In fact, Scripture says, “God proves His love for us in that while we were yet sinners Christ died for us.”
This is truly good news full of hope and promise. It is only fitting that those who share this good news with others should exhibit acts of kindness while speaking words of grace. Hospitality, and the use of personal resources, should characterise the life of a Christian. In Matthew 10:42 we read: “And whoever in the name of a disciple gives to one of these little ones even a cup of cold water to drink, truly I say to you, he shall not lose his reward.”
Sometimes, the smallest act of human kindness produces the greatest effects, and opens doors for the gospel. Giving a cup of cold water on a hot day may open a door to share the love of God with another person.
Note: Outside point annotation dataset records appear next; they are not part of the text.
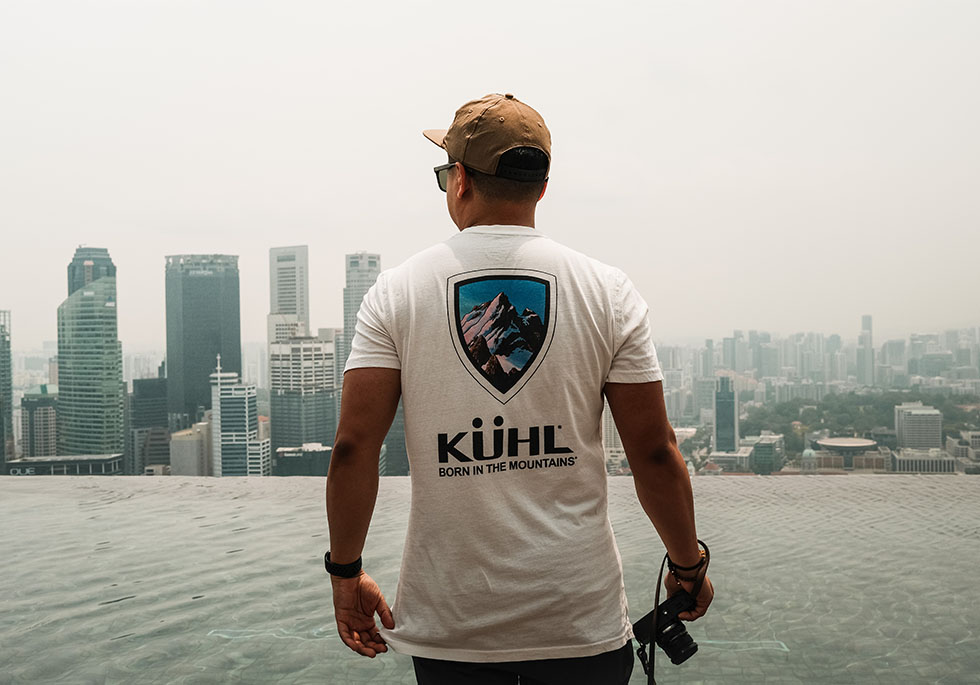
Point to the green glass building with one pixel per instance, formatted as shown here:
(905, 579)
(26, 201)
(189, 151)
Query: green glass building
(6, 393)
(91, 391)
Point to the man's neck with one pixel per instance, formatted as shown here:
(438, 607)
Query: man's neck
(521, 216)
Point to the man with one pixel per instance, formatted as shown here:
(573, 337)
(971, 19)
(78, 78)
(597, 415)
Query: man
(501, 344)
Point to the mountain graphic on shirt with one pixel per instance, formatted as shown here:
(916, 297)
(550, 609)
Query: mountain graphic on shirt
(501, 342)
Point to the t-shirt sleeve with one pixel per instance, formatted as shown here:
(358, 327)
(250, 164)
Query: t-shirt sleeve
(373, 345)
(634, 357)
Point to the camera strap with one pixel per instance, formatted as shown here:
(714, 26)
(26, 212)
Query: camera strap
(645, 629)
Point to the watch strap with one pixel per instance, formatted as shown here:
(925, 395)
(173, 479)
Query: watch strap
(341, 570)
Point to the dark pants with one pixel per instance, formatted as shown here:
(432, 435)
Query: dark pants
(611, 668)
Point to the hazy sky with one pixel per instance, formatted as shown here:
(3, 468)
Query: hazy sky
(777, 165)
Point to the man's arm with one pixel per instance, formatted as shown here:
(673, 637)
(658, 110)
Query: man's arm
(369, 400)
(660, 476)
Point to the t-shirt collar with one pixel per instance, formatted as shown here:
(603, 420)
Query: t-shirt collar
(498, 229)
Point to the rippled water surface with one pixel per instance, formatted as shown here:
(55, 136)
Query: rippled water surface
(856, 579)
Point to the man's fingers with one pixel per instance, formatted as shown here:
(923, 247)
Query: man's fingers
(384, 613)
(360, 642)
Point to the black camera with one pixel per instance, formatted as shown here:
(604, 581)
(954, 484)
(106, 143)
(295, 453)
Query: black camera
(672, 636)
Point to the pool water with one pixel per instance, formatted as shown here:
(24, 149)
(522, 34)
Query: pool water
(822, 579)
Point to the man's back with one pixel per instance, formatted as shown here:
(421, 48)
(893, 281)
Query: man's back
(502, 344)
(505, 339)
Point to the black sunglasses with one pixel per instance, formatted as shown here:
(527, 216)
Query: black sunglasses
(442, 175)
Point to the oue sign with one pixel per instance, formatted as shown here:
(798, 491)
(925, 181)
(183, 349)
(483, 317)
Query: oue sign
(26, 471)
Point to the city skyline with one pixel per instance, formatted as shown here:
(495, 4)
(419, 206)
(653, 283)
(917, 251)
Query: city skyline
(850, 333)
(767, 181)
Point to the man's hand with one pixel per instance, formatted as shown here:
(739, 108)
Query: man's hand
(673, 585)
(355, 601)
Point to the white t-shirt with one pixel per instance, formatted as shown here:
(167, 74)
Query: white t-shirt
(504, 339)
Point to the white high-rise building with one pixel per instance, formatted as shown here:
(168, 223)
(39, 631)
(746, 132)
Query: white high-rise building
(190, 450)
(235, 445)
(289, 282)
(302, 392)
(866, 353)
(918, 427)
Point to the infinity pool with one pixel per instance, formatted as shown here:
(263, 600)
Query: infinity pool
(854, 579)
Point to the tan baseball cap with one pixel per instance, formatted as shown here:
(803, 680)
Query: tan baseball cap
(485, 129)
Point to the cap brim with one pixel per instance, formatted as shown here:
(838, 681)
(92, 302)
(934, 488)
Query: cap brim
(436, 135)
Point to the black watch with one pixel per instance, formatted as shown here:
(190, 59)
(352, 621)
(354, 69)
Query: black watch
(341, 570)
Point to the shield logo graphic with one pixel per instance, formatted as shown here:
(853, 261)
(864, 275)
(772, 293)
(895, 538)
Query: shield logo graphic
(502, 323)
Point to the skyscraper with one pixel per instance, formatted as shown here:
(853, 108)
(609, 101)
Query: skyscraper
(918, 426)
(301, 392)
(89, 264)
(149, 434)
(91, 392)
(203, 321)
(866, 353)
(708, 359)
(6, 392)
(236, 447)
(725, 438)
(39, 422)
(289, 284)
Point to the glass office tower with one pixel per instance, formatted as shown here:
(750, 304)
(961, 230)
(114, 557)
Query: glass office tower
(203, 321)
(91, 391)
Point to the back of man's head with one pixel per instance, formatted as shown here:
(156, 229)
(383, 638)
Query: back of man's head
(504, 146)
(497, 188)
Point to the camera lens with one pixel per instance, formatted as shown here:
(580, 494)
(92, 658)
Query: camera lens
(678, 643)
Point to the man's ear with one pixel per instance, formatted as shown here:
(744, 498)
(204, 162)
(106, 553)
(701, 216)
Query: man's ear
(465, 183)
Beginning with a gift, an open heart or an open home can gain access to the heart of another. If the gospel is anything, it is hospitable; at least, it should be.
I remember once when Margaret Taylor, wife of Ken Taylor (who developed The Living Bible), told me, “If you can only be hospitable when everything is set up perfectly, you will not be hospitable with any frequency.”
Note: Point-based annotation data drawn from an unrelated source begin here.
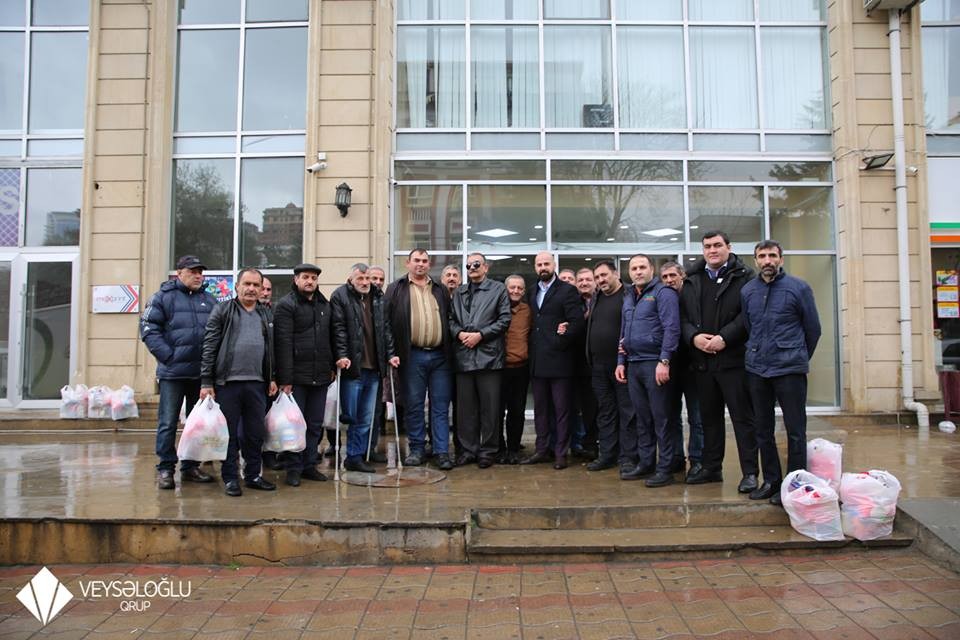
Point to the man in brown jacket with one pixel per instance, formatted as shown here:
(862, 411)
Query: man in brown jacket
(516, 375)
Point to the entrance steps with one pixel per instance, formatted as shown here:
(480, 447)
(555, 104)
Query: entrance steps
(648, 531)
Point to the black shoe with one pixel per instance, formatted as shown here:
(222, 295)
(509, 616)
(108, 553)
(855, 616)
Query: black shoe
(260, 484)
(764, 491)
(311, 473)
(659, 479)
(195, 475)
(747, 484)
(704, 476)
(636, 473)
(293, 478)
(356, 463)
(165, 480)
(600, 465)
(232, 488)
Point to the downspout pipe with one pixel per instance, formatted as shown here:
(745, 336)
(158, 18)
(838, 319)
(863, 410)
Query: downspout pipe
(903, 257)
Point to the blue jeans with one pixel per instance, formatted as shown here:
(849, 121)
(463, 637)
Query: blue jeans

She also used to say: “Always be ready to show hospitality; the need may occur more often than you had time to prepare; therefore, always be ready.” Furthermore, Hebrews 13:2 says, “Do not neglect to show hospitality to strangers, for by this some have entertained angels without knowing it.”
In the New Testament there are many examples of the hospitable gospel at work. Saul of Tarsus came to the city of Damascus to arrest Christians and bring them to Jerusalem to face trial and possible execution. God had other plans for Saul and encountered him on the Damascus road.
You know the story. God told his servant Ananias to go to Saul. Ananias wasn’t too excited about this assignment, but he went to Saul, even with fear in his heart, because God told him to “get up and go.” God commanded hospitality and Ananias took him food. As Saul was with the disciples in Damascus, they demonstrated hospitality to him and nurtured him in his new faith.
What do we learn from this? Food, resources, time, and our own homes are all useful tools for kingdom work.